PETs are a set of technologies which mitigate the risk to the individual of data privacy abuse. While they’ve commercially grown to inhabit a broad definition ranging from technologies aiding with data privacy regulatory compliance to those that mathematically guarantee privacy-safe data analysis, the use of the term “PET” in the academic context has largely applied to technologies which technically protect the privacy of a consumer using cryptography or algorithmic enforcement of privacy policies. In this article, we’ll discuss privacy enhancing technologies as the broader set of technologies that provide privacy protection in some way.
On a basic level, these techniques are used to ensure data scientists or analysts can’t learn anything new about a specific individual within a dataset as a result of the analysis they undertake. The aim is to mitigate the risk of privacy leakage, while still preserving the utility of underlying data. We’ve found it helpful to separate the space of privacy technologies into four broad areas:
- Data modification: These techniques change the data in some way before use. Examples include tokenization, synthetic data generation, and differential privacy if applied against the data itself.
- Disclosure Control: Disclosure control specifies constraints on the data that can be released. The data can be checked for release manually, but checks can also be automated using definitions of privacy impact such as k-anonymity and differential privacy. Note that this step can occur at many levels of a given analysis — It can be applied from an organisational perspective, for a specific collaboration, or even against a specific dataset.
- Confidential collaboration: Confidential collaboration technologies provide a mechanism for multiple data custodians to allow a particular data scientist a mechanism for computing insights on their shared data without leaking privacy. Examples include multi-party computation, trusted execution environments and homomorphic encryption.

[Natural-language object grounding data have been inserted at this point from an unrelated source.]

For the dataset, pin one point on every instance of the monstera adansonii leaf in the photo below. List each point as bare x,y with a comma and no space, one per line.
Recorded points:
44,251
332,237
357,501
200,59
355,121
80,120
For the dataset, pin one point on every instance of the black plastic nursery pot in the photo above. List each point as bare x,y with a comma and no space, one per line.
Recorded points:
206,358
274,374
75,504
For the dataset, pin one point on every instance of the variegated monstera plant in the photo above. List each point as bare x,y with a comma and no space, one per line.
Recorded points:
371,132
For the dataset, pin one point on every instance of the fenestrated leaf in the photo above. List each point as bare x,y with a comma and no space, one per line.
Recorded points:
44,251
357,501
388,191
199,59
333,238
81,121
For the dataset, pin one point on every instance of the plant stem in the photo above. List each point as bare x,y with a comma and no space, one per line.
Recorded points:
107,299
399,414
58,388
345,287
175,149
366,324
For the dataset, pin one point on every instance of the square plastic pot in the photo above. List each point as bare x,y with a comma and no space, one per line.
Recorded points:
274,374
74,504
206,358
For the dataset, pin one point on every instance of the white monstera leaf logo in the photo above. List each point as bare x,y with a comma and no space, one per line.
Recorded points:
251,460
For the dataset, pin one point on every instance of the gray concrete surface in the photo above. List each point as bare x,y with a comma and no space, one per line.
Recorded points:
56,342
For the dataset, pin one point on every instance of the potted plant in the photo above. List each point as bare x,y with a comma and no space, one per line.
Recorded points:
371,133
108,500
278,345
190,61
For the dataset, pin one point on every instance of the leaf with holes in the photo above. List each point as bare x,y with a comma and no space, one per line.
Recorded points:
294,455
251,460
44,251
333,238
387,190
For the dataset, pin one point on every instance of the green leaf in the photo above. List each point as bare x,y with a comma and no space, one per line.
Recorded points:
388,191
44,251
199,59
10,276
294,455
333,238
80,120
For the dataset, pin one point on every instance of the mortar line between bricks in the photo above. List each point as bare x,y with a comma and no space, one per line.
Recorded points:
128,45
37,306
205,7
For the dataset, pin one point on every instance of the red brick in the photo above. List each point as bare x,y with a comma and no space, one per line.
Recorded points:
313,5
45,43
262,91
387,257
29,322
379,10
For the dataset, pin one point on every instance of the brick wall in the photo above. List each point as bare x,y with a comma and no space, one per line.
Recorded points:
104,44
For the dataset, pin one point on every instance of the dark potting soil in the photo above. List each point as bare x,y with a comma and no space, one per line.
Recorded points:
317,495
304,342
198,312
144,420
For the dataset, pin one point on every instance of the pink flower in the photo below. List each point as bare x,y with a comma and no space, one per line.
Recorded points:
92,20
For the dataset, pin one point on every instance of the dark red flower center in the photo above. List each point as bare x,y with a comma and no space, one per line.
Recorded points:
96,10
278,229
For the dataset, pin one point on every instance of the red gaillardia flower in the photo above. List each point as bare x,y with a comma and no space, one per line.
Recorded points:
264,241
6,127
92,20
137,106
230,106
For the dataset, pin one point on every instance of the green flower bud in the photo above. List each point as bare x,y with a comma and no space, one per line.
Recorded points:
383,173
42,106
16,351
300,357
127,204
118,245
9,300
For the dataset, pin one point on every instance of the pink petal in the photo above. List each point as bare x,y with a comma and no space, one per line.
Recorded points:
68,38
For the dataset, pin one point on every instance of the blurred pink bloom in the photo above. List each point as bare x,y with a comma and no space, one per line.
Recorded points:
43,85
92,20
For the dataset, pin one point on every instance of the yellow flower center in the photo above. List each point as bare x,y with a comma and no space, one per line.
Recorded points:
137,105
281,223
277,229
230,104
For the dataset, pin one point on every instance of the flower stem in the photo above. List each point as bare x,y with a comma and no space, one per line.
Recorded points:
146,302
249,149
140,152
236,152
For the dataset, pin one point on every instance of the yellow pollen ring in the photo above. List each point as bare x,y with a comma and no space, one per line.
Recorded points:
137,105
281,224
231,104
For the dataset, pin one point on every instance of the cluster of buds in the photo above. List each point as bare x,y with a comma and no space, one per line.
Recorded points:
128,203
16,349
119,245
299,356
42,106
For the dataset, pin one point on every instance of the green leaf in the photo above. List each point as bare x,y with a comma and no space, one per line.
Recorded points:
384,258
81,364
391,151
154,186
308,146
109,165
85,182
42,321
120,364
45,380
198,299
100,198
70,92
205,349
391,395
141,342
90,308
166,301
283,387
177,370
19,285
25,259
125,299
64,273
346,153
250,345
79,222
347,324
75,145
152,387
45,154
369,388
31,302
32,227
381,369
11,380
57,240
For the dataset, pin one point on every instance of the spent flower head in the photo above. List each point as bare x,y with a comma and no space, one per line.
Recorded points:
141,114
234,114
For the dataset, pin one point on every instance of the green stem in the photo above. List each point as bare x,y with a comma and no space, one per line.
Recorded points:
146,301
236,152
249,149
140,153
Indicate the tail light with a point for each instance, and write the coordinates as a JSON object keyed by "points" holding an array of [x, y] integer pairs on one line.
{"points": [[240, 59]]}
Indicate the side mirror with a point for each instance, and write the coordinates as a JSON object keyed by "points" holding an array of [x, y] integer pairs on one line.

- Access control: Access controls systems confirm that the person who is trying to gather an insight is authorised to do so. It’s sometimes not considered a privacy technology, but it is always core to the protection of data. Note that this step can occur at many levels of a given analysis — It can be applied from an organisational perspective, for a specific collaboration, or even against a specific dataset.
Putting these technologies together gives one example of a data pipeline shown diagrammatically below. In the rest of this article we’ll explain the various technologies in a bit more detail and then describe some potential applications.
Data tokenization is a privacy-protection method that replaces pre-specified sensitive data with non-sensitive, pseudonymous tokens. This protects the data to a certain degree because the resulting data is no longer considered personally identifying. In some forms of tokenization, a mapping is maintained so that the original data can be reconstructed. In other forms, there is no mapping back, and some authorities would consider the data to be anonymised.
Tokenization is a popular approach because it aligns with legal concepts discussed in legislation like GDPR and HIPAA. Some of the drawbacks include loss of utility from the data, security concerns when pseudonymising, and cumbersome configurations. You can read more about tokenization in our introduction to the topic here.
Differential Privacy (DP)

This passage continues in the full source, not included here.